Factual mistakes (despite good multilanguage sources) and logical lapses abound. On p. 13, Austrian Chancellor Schuschnigg causes the Anschluss by inviting "German troops into the country to suppress disorders." No citations appear for this and other absurdities. On p. 63, Marshal Pietro Badoglio is criticized for aborting the 82nd Airborne Division landing in Rome, missing "the chance . . . to have left the war and fought with the Allies." The Rome Gestapo headquarters is described on p. 154 as "a temporary prison. It was a place where few returned." A Resistance member appears on p. 164 as: "the tall and stocky Communist leader." The Allied invasion of January 1944 is thus characterized on p. 180: "Anzio had become a second Verdun consuming men at the rate of 2,000 a month." Has the author no knowledge of casualties during that terrible 1916 battle? "The war in Italy continued after the liberation of Rome for eleven months. An Allied victory could have been achieved before then" (p. 256). How? The author shuns explanation. "The Italian people not only hated the Nazis but also the Fascist blackshirts, the fascist police, militia, and Black Brigades" (p. 261). Were not those 570,000 men and their civilian supporters also Italians?
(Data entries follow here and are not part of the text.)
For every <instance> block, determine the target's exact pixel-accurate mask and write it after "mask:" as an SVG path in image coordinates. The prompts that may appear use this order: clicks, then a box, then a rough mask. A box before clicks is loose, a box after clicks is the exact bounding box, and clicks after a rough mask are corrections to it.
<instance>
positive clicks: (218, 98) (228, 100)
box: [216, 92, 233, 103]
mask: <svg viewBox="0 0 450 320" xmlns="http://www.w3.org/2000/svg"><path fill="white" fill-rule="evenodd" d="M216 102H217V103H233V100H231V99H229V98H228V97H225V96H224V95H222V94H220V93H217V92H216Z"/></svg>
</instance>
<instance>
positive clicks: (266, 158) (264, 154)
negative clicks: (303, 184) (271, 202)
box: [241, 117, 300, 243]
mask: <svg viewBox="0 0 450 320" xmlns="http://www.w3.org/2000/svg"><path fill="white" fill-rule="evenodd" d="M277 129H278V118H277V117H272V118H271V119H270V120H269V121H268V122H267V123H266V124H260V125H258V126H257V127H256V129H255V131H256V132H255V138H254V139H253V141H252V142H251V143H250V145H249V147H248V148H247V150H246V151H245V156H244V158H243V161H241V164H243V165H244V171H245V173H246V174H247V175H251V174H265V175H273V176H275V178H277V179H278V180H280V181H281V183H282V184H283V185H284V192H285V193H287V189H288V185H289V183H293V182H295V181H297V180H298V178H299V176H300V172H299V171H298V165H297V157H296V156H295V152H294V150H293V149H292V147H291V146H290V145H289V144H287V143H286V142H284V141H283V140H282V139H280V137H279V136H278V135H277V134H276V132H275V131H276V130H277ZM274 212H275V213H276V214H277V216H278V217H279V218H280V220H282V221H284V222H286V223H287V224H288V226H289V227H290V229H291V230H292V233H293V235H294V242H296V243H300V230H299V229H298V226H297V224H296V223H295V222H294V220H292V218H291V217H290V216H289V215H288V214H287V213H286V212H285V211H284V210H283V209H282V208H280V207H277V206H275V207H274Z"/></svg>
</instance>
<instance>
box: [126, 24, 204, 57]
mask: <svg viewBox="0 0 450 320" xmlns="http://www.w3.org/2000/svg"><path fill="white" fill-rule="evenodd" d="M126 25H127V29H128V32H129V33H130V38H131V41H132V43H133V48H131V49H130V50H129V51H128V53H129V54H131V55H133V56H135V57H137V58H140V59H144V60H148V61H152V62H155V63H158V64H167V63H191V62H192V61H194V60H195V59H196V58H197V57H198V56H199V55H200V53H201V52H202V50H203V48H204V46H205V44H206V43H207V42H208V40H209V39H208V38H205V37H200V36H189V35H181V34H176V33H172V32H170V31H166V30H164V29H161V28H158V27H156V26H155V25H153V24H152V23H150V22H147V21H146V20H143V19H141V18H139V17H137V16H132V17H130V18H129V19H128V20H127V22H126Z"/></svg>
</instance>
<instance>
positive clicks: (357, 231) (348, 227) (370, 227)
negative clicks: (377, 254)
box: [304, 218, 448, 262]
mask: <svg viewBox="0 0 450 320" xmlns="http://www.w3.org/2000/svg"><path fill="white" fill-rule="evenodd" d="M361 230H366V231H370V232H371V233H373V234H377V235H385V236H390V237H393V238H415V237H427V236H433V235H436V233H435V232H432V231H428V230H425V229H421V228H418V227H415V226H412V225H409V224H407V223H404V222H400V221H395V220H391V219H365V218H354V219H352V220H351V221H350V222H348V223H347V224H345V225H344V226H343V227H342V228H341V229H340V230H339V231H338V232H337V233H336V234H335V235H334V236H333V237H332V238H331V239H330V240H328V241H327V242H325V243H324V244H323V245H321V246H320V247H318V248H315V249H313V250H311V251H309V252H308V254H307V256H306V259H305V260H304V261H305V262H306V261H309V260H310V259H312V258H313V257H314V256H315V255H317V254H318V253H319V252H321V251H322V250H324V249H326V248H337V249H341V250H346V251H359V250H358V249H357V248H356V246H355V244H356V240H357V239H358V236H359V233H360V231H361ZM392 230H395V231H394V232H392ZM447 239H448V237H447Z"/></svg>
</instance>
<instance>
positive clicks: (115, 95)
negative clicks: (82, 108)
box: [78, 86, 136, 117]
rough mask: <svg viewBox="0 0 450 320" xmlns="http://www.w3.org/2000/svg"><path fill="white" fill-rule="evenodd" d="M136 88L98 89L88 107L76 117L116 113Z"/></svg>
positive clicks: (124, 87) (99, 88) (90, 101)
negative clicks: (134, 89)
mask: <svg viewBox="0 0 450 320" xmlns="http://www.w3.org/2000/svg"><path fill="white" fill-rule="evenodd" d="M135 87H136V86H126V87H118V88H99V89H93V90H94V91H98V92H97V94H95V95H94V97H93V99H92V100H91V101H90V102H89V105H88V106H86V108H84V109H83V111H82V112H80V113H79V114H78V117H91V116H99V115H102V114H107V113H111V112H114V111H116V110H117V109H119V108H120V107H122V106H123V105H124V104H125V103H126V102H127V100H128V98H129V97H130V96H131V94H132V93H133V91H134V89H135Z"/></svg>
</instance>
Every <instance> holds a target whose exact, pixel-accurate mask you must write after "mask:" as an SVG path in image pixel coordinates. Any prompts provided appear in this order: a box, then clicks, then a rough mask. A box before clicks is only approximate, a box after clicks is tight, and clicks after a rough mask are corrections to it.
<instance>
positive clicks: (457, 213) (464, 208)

On p. 268 the book states "Never to return to Italy were the thousands of men Mussolini sent into battle from Ethiopia to Russia [sic].The thousands of Italian prisoners of war who were captured by the Germans and sent to concentration camps, and the Italians who deported [sic] to Germany didn't return, either." Does this mean none of those three million Italian soldiers and workers survived? In fact, Italian military and civilian dead from June 1940 to April 1945 numbered about 480,000.

This inky morass obscures tales of heroism and horror. The members of the Roman resistance fought ruthless enemies. Many paid with terrible torture and cruel death. Despite poor use of their testimony, their moving stories occasionally leap from the page. These Resistance fighters deserve the [End Page 282] recognition granted their better-known counterparts in Northern Italy. But they are unlikely to acquire it from this disaster of a book.